Security
ExpressVPN review for freelancers
Published · About 7 minutes
ExpressVPN is the premium sandwich of consumer VPNs: pricey, consistent, and annoyingly good at the basics. Freelancers who live on video calls, large uploads, and hopping countries for clients will notice stability more than bargain hunters will notice savings.
If you only need occasional café protection, ExpressVPN might be overkill the same way a pro camera is overkill for one selfie. If your week includes three airports and a hotel chain captive portal, the premium can pay for itself in fewer dropped calls and fewer rage quits.
Apps and friction
The apps stay out of the way, which matters when you are already managing five communication channels. Fewer knobs means fewer misconfigurations when you are tired. Power users might miss tweak heaven. Most freelancers are not power users on VPN. They want a button that works.
Speed and reliability
In my use, ExpressVPN tends to land near the top for everyday throughput, but your ISP still matters. Test on your worst network, not your best. Also remember VPN does not fix bad hotel DNS or captive portals that hate tunnels.
Verdict
Strong choice for freelancers who prioritize reliability and will pay for it. Not the budget pick. Pair reading with why freelancers need a VPN and our ExpressVPN tool page if you want a tighter product summary.
Billing and renewals
Premium VPNs auto-renew like anything else. Put renewal dates in your calendar with the price you expect. Surprises are how trust erodes between you and your own budget.

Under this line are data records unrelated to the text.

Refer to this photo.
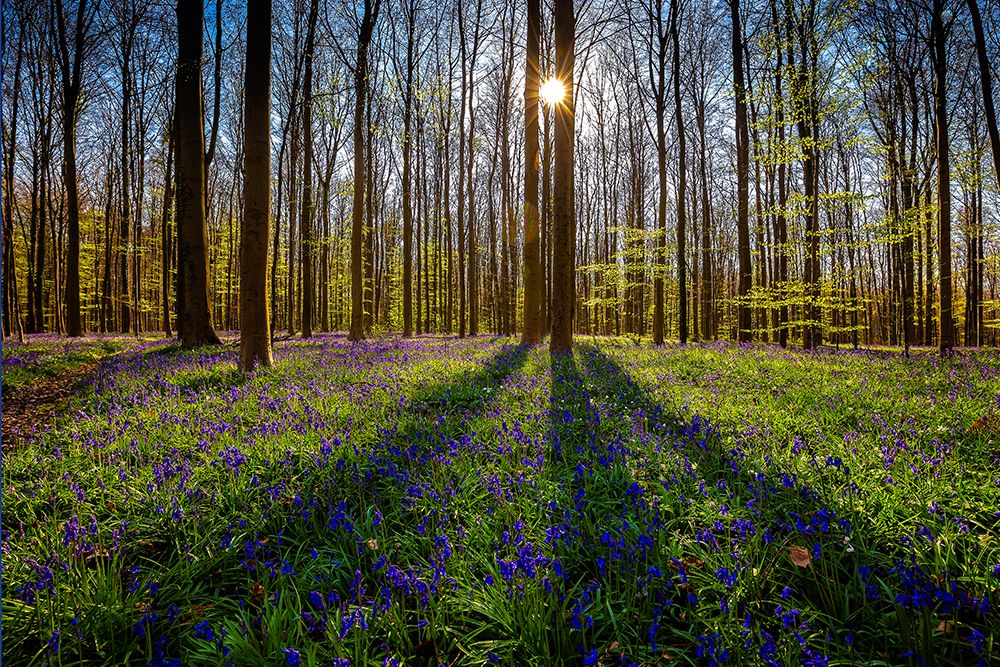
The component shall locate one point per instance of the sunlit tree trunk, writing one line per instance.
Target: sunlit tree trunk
(532, 333)
(563, 298)
(255, 331)
(195, 322)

If you expense tools to clients, keep receipts aligned to projects. Some clients reimburse software, many do not. Know the policy before you promise.

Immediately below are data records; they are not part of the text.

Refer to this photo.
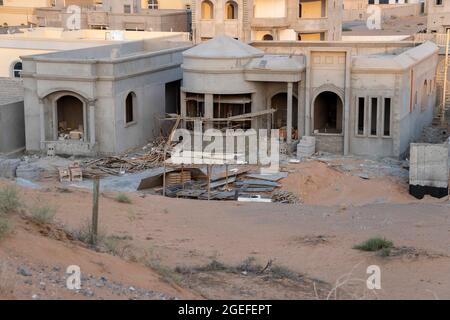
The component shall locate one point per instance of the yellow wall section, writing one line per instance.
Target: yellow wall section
(312, 8)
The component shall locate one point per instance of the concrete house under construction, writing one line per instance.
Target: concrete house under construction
(248, 20)
(355, 98)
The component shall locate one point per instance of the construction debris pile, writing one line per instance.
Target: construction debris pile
(151, 156)
(283, 196)
(238, 184)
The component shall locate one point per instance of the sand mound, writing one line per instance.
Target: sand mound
(316, 183)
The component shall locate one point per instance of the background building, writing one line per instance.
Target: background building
(354, 98)
(249, 20)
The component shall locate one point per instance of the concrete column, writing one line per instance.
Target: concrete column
(289, 112)
(209, 110)
(347, 105)
(183, 111)
(55, 121)
(92, 122)
(307, 96)
(301, 108)
(269, 116)
(42, 122)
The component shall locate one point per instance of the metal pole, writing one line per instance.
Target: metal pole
(208, 168)
(444, 102)
(95, 195)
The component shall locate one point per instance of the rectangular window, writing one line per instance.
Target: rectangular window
(361, 115)
(373, 116)
(387, 117)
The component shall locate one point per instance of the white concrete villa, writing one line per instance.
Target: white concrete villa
(355, 98)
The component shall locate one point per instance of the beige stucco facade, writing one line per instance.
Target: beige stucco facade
(355, 98)
(116, 15)
(358, 9)
(438, 16)
(46, 40)
(247, 20)
(23, 12)
(100, 100)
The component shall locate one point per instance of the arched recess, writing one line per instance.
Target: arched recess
(16, 69)
(279, 103)
(65, 116)
(207, 8)
(231, 10)
(328, 113)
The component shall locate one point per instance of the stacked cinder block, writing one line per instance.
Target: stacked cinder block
(428, 172)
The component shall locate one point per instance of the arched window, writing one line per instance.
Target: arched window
(17, 69)
(207, 10)
(153, 4)
(130, 104)
(231, 10)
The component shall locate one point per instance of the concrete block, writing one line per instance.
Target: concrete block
(428, 173)
(306, 147)
(8, 168)
(28, 171)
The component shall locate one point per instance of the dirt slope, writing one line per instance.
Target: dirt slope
(33, 261)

Closing take: ExpressVPN when stability is the product
ExpressVPN is the line item you buy when dropped calls and flaky tunnels cost more than the annual price. It is harder to justify if you only need occasional café protection and you already carry a hotspot. Premium here is mostly polish, speed consistency, and fewer “why is this broken” afternoons.
Pair it with boring basics
I would still enforce disk encryption on laptops, keep VPN off on trusted home fiber unless you have a reason, and teach clients the same baseline habits you rely on. Read why freelancers need a VPN alongside this review so nobody mistakes encryption for invincibility.